Coming home from the bank other day I almost hit a deer...which took me back to a most unpleasant memory...
It was Halloween night 1994...It was a dark and stormy night, and the moon...oh, wrong story. Anyway, I was coming home from an Educational Psych class and "Anyway You Want It" was playing. I was on 'Kill-A-Deer' Road...
...Suddenly she shot out from between two parked cars. There was a lot of traffic. I tried to swerve, but there was no where to go. She made the sickest noise as she slammed into my little car, slid up the hood and crashed into my windshield. A crunchy thud. She slid back off and onto the road. I got out of the car to see her (two broken legs protruding awkwardly...one North the other South) trying to propel herself across the street into the traffic speeding by the other way. I stood in the middle of the road with my arms out like a crossing guard, crying and pleading with her to stop. Yes, I was talking to the deer in the middle of a very busy street during rush hour. And?!

It would seem that most people are NOT animal lovers in rush hour and a million people proceeded to beep, scowl and scream really 'not-nice' words at the top of their lungs. Then I did something really stupid. I knelt down and held the maimed deer so she wouldn't move. How I didn't get hoofed to death is beyond me. I vaguely remember a giant Bronco pull up behind my car and then there was a giant 'Paul Bunyan' guy beside me. I was trying to tell him what happened...
"She ran right out...there was nothing I could do...she won't stop trying to move...everyone's screaming at me...she's going to get hit again...She...Aghhhhh! WTF? What did you just do? Oh My God! You F'ing lunatic...I'm going to kill you...."
Paul had taken out a giant hunting knife and slit her throat...right there...in my lap...before I had a clue what was going on.
"She was in pain."
Screaming at the top of my lungs, "You could have warned me you freak, you (many, many expletives)..."
Paul walked away shaking his head (like I was the one that needed help?!), got into his monster truck and left. Just like that. Kill and leave.
Anyway, the cops showed up and when I asked what was going to happen to my deer they informed me that there was a WAITING LIST for dead deer road kill...uhm, Ewwww....
I got back into my car...of course the damn pop-up lights were destroyed and I had to drive home through little back streets on Halloween night with no lights. The annoyed motorists where promptly replaced with parents of small children chastising me, cursing me and screaming for me to turn on my "f'ing lights..."

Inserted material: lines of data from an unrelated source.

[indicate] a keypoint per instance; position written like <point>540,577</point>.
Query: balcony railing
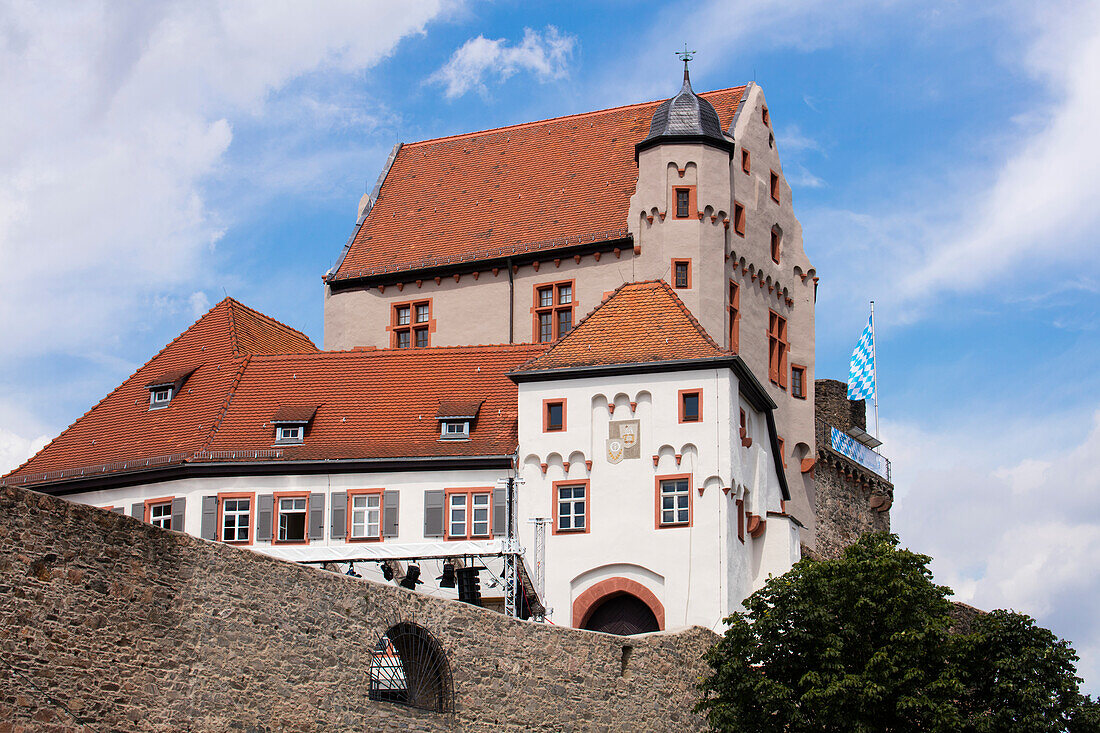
<point>848,447</point>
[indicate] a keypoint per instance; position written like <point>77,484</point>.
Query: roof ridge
<point>120,385</point>
<point>520,126</point>
<point>262,316</point>
<point>226,404</point>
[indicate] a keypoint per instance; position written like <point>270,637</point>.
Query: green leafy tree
<point>862,644</point>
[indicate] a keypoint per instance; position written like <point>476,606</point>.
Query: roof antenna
<point>685,56</point>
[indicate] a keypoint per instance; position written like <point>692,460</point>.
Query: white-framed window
<point>365,516</point>
<point>160,515</point>
<point>160,396</point>
<point>235,518</point>
<point>480,509</point>
<point>571,502</point>
<point>455,429</point>
<point>292,518</point>
<point>675,498</point>
<point>289,433</point>
<point>457,515</point>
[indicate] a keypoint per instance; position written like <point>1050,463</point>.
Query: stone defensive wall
<point>110,624</point>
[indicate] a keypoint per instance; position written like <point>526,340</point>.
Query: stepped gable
<point>528,187</point>
<point>377,404</point>
<point>208,357</point>
<point>638,323</point>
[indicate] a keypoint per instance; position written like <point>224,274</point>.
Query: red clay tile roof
<point>458,407</point>
<point>532,186</point>
<point>378,404</point>
<point>122,428</point>
<point>638,323</point>
<point>294,414</point>
<point>362,404</point>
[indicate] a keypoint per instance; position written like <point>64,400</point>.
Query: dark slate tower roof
<point>685,118</point>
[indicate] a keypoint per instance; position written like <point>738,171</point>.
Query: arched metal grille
<point>409,668</point>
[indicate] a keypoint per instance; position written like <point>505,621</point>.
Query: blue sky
<point>943,157</point>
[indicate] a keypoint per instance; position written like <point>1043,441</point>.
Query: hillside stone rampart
<point>108,623</point>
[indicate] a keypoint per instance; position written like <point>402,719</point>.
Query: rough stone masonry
<point>110,624</point>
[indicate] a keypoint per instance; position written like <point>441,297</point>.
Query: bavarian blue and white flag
<point>861,371</point>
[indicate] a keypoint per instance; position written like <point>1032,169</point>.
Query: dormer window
<point>166,386</point>
<point>290,423</point>
<point>455,430</point>
<point>289,434</point>
<point>457,416</point>
<point>160,397</point>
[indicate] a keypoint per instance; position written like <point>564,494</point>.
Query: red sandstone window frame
<point>675,280</point>
<point>658,480</point>
<point>252,516</point>
<point>469,493</point>
<point>381,493</point>
<point>735,316</point>
<point>278,496</point>
<point>414,327</point>
<point>801,392</point>
<point>778,349</point>
<point>553,310</point>
<point>150,503</point>
<point>692,210</point>
<point>554,505</point>
<point>546,415</point>
<point>681,398</point>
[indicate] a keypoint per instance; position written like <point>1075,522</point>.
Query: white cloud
<point>545,55</point>
<point>1010,516</point>
<point>118,115</point>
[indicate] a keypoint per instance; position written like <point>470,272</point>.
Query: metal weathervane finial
<point>685,56</point>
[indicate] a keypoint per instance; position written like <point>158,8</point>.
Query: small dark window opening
<point>408,667</point>
<point>682,198</point>
<point>556,416</point>
<point>690,406</point>
<point>682,275</point>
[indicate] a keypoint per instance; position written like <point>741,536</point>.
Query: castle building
<point>648,400</point>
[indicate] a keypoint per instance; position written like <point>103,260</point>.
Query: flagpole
<point>875,361</point>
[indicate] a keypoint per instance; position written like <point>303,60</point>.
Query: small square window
<point>292,520</point>
<point>674,502</point>
<point>571,502</point>
<point>691,406</point>
<point>554,417</point>
<point>289,433</point>
<point>160,515</point>
<point>455,429</point>
<point>160,397</point>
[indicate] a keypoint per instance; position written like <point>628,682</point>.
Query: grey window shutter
<point>433,513</point>
<point>391,510</point>
<point>499,511</point>
<point>209,528</point>
<point>265,505</point>
<point>317,516</point>
<point>178,509</point>
<point>339,527</point>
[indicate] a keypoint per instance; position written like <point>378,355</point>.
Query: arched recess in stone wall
<point>587,602</point>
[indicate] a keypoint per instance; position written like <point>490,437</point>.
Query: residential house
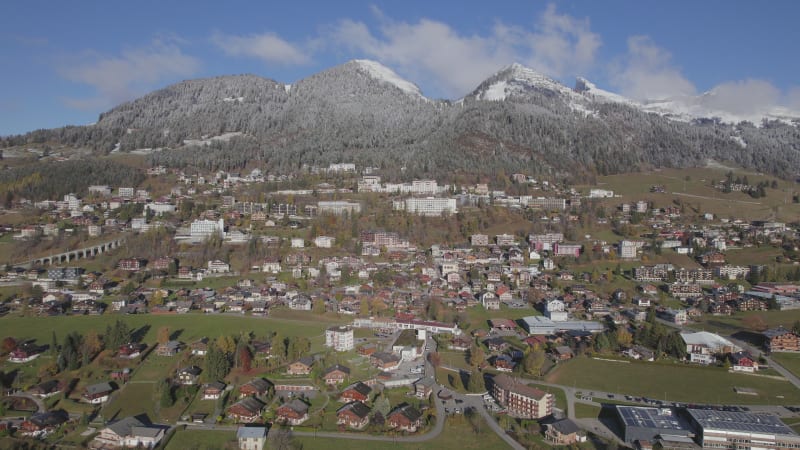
<point>301,367</point>
<point>97,393</point>
<point>521,400</point>
<point>294,412</point>
<point>564,432</point>
<point>353,415</point>
<point>356,392</point>
<point>336,374</point>
<point>251,438</point>
<point>781,340</point>
<point>129,432</point>
<point>169,348</point>
<point>405,418</point>
<point>743,361</point>
<point>246,410</point>
<point>213,390</point>
<point>189,375</point>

Fast-forward to 1996 when my boyfriend-from-that-time C started bouncing at a bar near my house. He is sitting at the bar with a fellow Harley dude and they start talking about hunting. Harley dude begins to relay a story about a deer and a lunatic little blonde in a silver car... C tells him that I was his girl at the time and that he scarred me for life...they laugh, at my expense, and do some more shots...

So the other day, as I was once again driving down 'Kill-A-Deer' Road with both boys in tow, and I saw three deer run into the road, my heart sank...no, not again. I slowed down, swerved a bit to the right and the deer ran past the Jeep in plenty of time. Until then I hadn't thought about the fact that not one animal had died by my wheels since that horrible October night. I would like to think that this was a sign that my death spree ended the day that damn Pulsar was towed to the junkyard...the curse has been lifted and I shall kill no more...

*Note to hunters/throat slitters: I understand this may be a hobby (a skill even) and I realize that it's terrible when animals are in pain...BUT please, do not skin your kill OR dramatically kill anything in front of me...EVER...some of us just can't handle it. Also, if it's possible, try not to drive down I-95 with a carcass bound to the top of your wood-grain Suburban...its head bobbing at each bump and looking at me... that really freaks me out too. Thank you for your consideration.